V. Ryan © 2006 - 2009

 

A scientific understanding of the properties of modern materials and the availability of computer software have made it possible to construct new types of bridges. A typical cable stay bridge can be seen below. These are modern bridges designed using computer aided design (CAD). Bridge designers are now able to design a bridge on computer, simulate its use and correct any faults before building begins. Modern materials, especially special steels are used to construct this type of bridge. This means that bridges can be made from lighter, stronger materials and engineered precisely. Today materials are used efficiently.
Older bridges (built in the 19th and early 20th century) such as suspension bridges were designed on paper and the design could not be simulated before being built.

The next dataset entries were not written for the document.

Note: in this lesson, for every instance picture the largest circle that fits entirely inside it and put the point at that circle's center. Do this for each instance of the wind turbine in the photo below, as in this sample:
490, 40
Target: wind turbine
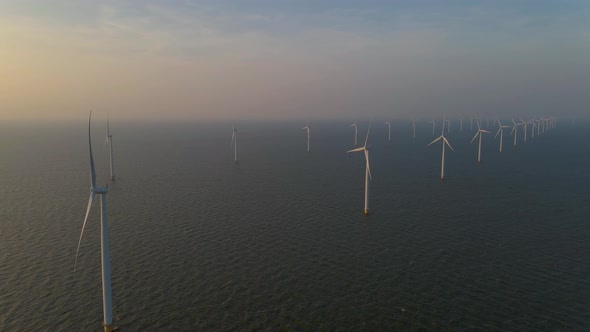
234, 141
525, 124
107, 303
355, 132
368, 176
479, 133
109, 141
307, 127
515, 130
501, 132
444, 139
534, 123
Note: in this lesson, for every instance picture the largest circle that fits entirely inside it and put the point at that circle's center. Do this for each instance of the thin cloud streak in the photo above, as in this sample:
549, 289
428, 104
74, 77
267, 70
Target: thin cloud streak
155, 61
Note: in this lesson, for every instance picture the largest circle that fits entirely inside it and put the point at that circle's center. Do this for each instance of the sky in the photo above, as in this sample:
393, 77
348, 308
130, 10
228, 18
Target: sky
297, 59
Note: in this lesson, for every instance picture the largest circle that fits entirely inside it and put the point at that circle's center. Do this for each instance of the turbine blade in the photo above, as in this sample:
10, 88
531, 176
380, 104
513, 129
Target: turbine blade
436, 140
90, 200
368, 164
368, 131
92, 171
356, 150
449, 144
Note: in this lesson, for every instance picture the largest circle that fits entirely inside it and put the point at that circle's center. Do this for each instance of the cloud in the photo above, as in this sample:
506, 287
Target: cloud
210, 61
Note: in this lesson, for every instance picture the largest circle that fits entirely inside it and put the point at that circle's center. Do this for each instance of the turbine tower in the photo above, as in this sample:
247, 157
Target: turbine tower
107, 303
307, 127
501, 132
109, 141
234, 142
515, 130
355, 132
525, 124
479, 133
368, 176
444, 139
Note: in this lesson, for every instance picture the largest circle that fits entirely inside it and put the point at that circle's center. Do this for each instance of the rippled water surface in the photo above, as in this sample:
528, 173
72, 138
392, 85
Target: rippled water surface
280, 242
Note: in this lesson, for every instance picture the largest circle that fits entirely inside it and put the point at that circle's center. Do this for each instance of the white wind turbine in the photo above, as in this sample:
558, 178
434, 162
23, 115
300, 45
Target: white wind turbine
368, 176
501, 132
444, 139
355, 132
234, 142
479, 133
307, 127
107, 303
525, 125
109, 141
534, 123
515, 130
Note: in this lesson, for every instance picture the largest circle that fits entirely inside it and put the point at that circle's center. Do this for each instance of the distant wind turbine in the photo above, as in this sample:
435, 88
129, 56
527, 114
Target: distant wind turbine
479, 133
389, 131
368, 176
514, 130
234, 142
355, 132
444, 141
107, 303
307, 127
109, 141
501, 132
525, 125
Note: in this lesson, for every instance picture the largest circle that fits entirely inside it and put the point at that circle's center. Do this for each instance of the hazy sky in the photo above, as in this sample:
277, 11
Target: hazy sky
217, 59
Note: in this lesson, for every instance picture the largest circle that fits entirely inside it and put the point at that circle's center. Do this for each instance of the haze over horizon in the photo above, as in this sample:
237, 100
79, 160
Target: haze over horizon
228, 60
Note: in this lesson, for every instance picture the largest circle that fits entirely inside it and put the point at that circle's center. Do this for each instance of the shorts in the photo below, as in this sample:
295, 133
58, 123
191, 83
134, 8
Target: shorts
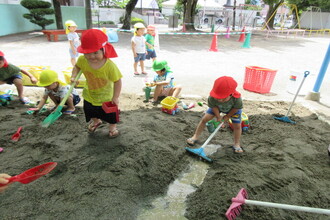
76, 99
165, 91
10, 80
140, 57
151, 54
92, 111
72, 55
236, 118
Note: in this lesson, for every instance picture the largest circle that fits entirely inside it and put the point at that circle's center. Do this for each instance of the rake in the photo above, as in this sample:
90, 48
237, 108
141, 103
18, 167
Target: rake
241, 198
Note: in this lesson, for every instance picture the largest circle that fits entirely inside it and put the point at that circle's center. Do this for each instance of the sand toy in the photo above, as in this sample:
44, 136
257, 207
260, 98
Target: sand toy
58, 112
17, 134
200, 151
32, 174
169, 105
241, 198
286, 118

Consequently, designers ensured that early steel/stone/concrete bridges were constructed from more materials than were actually required - just in case the final bridge was too weak and collapsed.

   

 

   

Unlike suspension bridges, cable stay bridges do not need anchor blocks. The cables are fixed to either side of each tower - this means that the weight of each side of the bridge counter balances the opposite side.
The absence of anchor blocks substantially reduces the amount of materials needed and the cost of building the bridge.
Also, the towers tend to be positioned down the centre of the roadway and half as many towers are needed compared to suspension bridges.

   
 
   

Two well known cable stay bridges can be found in France. The ‘Le Pont de Normandie’, can be found in Normandy, Northern France. This was once the longest cable stay bridge in the world. However, this engineering feat has been surpassed in dramatic style by the opening of the Millau Bridge in Southern France. This cable stay bridge is the highest bridge in the world, with its deck almost at the same height as the Eiffel Tower.